= The Peace Museum =

Museum in Chicago, IL

The Peace Museum was a museum located in Chicago, Illinois, that was founded in 1981 by muralist Mark Rogovin and Marjorie Craig Benton, a former US UNICEF representative. Museum staff included Marianne Philbin, Paul Nebenzahl, Ruth Barrett, John Nawn, Kerry Cochrane, Sharon Queen, Sidney Schoenberger, Charles Thomas, Paul Murphy, LuAnne Lewandowski and Martin Moy. Terri Hemmert, Jann Wenner, Paul Caruso and Robin Caruso, Paul Natkin, Jim Hirsch, Aaron Freeman, V. J. McAleer, Harold Washington, Danny Davis, Susan Catania and Harle Montgomery contributed to the Museum's growth.
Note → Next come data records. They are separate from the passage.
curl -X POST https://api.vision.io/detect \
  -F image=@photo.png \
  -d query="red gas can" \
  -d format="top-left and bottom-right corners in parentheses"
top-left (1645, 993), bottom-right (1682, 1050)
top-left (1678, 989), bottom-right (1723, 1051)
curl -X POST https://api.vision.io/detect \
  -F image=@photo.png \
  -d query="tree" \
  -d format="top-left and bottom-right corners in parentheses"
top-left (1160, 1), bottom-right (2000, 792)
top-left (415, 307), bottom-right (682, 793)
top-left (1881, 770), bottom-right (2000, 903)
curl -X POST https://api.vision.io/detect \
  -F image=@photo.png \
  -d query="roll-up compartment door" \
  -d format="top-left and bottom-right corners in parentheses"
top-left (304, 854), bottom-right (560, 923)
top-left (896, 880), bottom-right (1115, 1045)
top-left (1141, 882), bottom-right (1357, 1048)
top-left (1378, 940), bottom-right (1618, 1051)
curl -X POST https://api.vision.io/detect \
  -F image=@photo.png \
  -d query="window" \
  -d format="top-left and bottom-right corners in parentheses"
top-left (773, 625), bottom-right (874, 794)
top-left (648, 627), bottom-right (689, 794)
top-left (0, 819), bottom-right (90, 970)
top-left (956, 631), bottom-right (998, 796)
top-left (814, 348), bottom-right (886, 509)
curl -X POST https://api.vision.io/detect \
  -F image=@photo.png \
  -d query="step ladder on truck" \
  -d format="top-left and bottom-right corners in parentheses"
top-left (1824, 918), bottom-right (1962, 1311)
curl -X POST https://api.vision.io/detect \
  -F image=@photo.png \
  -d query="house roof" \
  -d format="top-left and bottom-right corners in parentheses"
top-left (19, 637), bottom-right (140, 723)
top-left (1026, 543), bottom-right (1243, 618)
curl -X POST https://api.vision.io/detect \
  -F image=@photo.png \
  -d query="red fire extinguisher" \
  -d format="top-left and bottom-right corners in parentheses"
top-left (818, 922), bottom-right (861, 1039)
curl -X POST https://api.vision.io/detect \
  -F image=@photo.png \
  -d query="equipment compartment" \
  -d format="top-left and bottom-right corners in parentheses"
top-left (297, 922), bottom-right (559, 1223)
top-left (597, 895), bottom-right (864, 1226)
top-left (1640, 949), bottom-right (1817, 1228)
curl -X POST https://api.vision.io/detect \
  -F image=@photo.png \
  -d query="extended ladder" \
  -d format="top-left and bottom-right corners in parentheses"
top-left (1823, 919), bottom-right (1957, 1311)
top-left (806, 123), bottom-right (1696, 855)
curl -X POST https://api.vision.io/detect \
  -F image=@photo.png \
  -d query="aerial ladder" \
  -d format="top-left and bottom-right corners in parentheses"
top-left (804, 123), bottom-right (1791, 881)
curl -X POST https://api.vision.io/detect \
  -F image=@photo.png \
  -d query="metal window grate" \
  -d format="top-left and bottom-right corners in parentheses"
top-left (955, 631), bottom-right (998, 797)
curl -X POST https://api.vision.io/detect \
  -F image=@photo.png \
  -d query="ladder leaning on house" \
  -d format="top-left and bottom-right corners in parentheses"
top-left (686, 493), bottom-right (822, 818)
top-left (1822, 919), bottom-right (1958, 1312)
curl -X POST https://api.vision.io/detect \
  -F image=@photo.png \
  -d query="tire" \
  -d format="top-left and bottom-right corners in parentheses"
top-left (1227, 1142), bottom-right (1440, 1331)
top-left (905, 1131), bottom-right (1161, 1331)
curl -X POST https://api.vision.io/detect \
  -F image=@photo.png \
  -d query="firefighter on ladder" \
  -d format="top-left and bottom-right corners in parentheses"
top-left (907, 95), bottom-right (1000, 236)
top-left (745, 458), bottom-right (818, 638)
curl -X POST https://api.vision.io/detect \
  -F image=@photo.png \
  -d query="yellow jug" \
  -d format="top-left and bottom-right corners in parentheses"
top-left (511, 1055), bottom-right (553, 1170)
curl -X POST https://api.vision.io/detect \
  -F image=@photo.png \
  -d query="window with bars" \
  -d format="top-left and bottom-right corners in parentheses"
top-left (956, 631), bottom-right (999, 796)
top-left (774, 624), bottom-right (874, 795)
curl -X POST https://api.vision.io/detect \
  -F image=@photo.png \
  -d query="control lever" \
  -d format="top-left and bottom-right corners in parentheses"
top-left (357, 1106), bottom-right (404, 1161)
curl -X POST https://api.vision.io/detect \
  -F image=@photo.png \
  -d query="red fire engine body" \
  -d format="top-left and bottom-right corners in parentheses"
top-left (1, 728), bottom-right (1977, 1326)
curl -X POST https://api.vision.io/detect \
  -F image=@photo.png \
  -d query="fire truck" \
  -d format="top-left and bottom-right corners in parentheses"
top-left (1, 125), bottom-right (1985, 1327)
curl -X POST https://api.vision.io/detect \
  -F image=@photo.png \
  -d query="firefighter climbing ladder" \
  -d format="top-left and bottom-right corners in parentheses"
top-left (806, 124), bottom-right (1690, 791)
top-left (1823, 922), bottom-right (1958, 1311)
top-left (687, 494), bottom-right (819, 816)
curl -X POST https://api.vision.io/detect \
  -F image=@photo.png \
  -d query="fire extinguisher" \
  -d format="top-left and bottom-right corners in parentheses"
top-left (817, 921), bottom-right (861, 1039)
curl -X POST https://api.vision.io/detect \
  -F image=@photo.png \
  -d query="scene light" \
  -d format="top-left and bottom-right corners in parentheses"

In 1982, The Peace Museum hosted Give Peace A Chance, a major exhibition about music and peace, featuring John Lennon's guitar inscribed with two drawings of John and Yoko Ono in Lennon's hand. Ono wrote the dedication to the book for the exhibition, published by Chicago Review Press. Also featured in the show were U2, Bob Marley, Holly Near, Joan Baez, Stevie Wonder, Country Joe McDonald, Harry Chapin, Pete Seeger and Graham Nash, among others.

Chicago's Peace Museum opened its doors in 1981 with an exhibition called "The Unforgettable Fire" which featured drawings from survivors of Hiroshima and Nagasaki atomic bombings. The exhibit drew the attention of U2, who held benefits for the museum and named their next album after the exhibition. The Museum also hosted poster exhibitions of the art of John Heartfield, Daumier and Gary Trudeau.

The Peace Museum was one of two peace museums in the US. The other, and the only one still operating, is the Dayton International Peace Museum.

The Peace Museum closed sometime around 2007. In 2011, a suit was brought by the State of Illinois to protect and distribute its collection.